A en croire, le rapport de vérification de performance du vérificateur général sur la période du 1er janvier 2016 au 30 septembre 2019, EDM-SA n’a pas mis en place une saine pratique de gestion de la rémunération versée aux membres du comité de direction. En effet, la masse salariale de ceux-ci a augmenté de plus de 633,60 millions de FCFA, soit 66% passant de 947,42 millions de FCFA à 1,58 milliards de FCFA entre le 31 décembre 2016 et le 31 décembre 2018. Cette augmentation, selon le rapport, s’explique par la création de postes de direction et d’autres postes de conseillers en janvier 2017. A cela s’ajoutent, des augmentations incohérentes entre 100% et 200% des salaires de certains membres du comité de direction.
En outre, des anciens responsables, une fois leurs fonctions terminées, sont commis à d’autres tâches par le département de tutelle. Ces tâches s’exercent en dehors de EDM-SA sans un acte juridique clarifiant leur prise en charge.

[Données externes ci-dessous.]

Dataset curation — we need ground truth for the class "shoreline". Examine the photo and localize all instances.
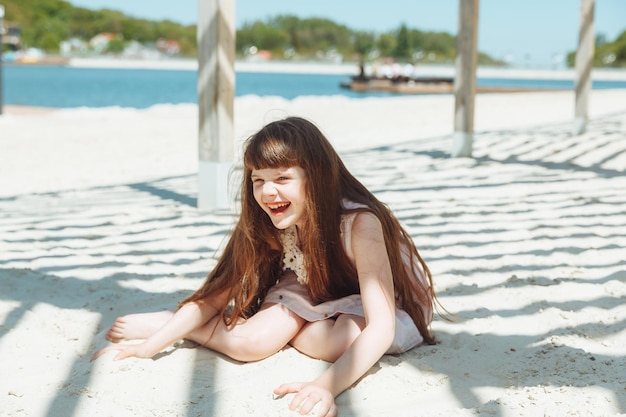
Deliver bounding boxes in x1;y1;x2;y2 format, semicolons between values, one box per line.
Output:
9;57;626;81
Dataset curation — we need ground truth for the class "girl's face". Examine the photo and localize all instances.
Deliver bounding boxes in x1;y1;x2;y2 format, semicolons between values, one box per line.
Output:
250;166;306;229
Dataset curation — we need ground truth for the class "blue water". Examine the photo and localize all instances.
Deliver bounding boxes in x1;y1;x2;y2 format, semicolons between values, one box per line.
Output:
2;65;626;108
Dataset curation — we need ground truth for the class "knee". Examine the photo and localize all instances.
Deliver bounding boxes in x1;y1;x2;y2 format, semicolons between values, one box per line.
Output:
219;329;282;362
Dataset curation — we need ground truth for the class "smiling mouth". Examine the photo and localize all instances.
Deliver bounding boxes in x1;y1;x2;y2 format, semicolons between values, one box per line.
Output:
267;203;291;214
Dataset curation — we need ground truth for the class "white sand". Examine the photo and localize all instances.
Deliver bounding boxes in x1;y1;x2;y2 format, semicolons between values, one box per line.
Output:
0;91;626;417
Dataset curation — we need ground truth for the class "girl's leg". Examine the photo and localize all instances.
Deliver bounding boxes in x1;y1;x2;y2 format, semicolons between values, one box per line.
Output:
106;310;174;343
187;304;306;362
289;314;365;362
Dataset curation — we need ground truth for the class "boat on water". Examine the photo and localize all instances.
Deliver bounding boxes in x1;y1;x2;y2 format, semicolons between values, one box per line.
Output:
340;76;552;94
341;76;454;94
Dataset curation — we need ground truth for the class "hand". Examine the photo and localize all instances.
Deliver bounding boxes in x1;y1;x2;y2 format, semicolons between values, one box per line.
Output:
274;382;337;417
91;343;156;361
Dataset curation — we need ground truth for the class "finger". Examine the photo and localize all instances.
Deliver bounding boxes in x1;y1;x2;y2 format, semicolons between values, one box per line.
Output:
274;382;302;395
289;392;317;414
296;393;322;416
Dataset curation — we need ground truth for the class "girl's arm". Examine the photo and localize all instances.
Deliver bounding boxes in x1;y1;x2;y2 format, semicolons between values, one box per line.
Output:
92;297;221;361
275;213;395;416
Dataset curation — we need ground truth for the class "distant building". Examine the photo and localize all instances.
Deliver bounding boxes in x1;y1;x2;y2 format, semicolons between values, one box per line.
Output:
59;38;89;56
0;21;22;51
89;32;119;53
156;39;180;56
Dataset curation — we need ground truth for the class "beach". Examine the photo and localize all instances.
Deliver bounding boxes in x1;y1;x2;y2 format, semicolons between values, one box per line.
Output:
0;90;626;417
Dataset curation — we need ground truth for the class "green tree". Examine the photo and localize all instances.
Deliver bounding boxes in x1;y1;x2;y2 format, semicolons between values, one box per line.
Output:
392;24;413;60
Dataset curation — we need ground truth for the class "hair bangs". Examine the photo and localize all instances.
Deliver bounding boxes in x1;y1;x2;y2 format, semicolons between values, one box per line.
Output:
243;135;298;170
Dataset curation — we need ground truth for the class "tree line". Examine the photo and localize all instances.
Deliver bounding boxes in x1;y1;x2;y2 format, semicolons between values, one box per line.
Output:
1;0;626;67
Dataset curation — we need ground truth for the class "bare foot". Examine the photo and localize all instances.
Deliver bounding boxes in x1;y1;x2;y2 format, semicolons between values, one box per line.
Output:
106;310;174;343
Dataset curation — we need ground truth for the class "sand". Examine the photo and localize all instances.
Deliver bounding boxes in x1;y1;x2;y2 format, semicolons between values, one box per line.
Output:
0;91;626;417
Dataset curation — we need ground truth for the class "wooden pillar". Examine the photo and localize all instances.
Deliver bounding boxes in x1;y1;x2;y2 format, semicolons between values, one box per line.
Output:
197;0;235;210
0;4;4;116
574;0;595;135
451;0;478;157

Par ailleurs, la gestion des heures supplémentaires a occasionné des grosses dépenses pour la société. Malgré le recrutement massif de 518 agents en 2015 et de 435 entre 2016 et 2018, la société, d’après le rapport, a continué à payer des heures supplémentaires pour un montant total de 3,5 milliards de FCFA pendant la période sur laquelle a porté la vérification de performance du Bureau du vérificateur général. Ainsi, des agents ont bénéficié régulièrement d’heures supplémentaires dont le montant dépasse 80% de leurs salaires. Le rapport note aussi que des heures supplémentaires sont payées sur une base forfaitaire arrêtée depuis 2015 sans aucune preuve de leur effectivité. Des agents ont effectué des heures supplémentaires allant jusqu’à 14 heures par jour. Comprendra qui pourra!

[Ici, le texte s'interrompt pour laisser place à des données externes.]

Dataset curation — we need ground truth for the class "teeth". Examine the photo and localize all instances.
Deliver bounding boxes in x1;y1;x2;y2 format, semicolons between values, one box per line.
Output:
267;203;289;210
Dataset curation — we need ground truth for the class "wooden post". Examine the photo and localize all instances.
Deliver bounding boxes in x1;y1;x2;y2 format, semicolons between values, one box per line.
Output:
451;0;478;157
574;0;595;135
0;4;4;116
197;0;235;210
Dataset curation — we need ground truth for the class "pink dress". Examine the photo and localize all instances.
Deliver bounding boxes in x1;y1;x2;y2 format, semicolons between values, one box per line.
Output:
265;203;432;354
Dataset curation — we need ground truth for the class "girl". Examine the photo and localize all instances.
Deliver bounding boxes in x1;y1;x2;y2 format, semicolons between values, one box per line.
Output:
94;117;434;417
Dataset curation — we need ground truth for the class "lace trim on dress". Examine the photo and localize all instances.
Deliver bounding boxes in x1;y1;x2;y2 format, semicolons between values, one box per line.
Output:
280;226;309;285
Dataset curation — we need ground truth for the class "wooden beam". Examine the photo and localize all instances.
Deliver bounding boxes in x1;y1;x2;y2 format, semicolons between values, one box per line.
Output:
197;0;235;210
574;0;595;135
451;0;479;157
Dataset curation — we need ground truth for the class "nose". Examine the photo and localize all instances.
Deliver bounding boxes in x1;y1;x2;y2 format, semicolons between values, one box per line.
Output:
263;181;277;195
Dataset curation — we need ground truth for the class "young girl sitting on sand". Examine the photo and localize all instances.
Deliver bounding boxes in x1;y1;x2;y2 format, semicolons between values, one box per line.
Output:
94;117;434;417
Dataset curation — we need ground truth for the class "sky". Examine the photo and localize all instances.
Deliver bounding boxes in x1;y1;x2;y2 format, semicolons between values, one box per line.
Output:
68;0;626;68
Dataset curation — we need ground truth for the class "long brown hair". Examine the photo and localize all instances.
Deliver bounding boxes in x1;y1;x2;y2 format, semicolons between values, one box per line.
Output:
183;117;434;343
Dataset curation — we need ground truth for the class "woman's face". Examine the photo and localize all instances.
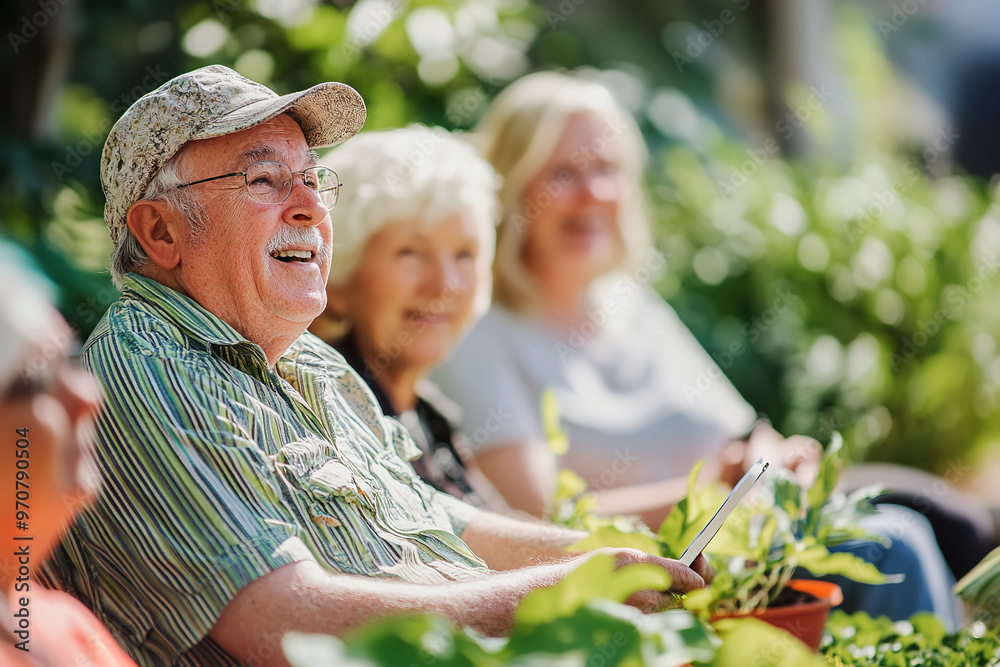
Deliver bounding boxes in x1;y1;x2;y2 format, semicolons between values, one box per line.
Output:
328;214;479;374
0;313;101;564
523;113;624;285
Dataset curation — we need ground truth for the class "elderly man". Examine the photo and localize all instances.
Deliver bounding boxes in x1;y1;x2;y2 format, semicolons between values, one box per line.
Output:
41;66;707;665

Ces différentes causes de la descente aux enfers de la société EDM-SA ne sont que quelques-unes. D’autres facettes de la gestion catastrophique de l’entreprise publique sont révélées par le vérificateur dans son rapport de vérification financière portant sur les exercices 2020,2021, 2022 et 2023 (31 octobre) qui totalise des irrégularités financières de plus de 92 milliards FCFA (92 149 419 533F).
En tout état de cause, l’on peut sans risque de se tromper que la situation défaillante de la société EDM-SA est entièrement imputable à ceux à qui l’État a confié sa gestion. Ils doivent répondre de leurs actes pour avoir mis à genoux une telle entreprise et cela au nom de leurs intérêts égoïstes.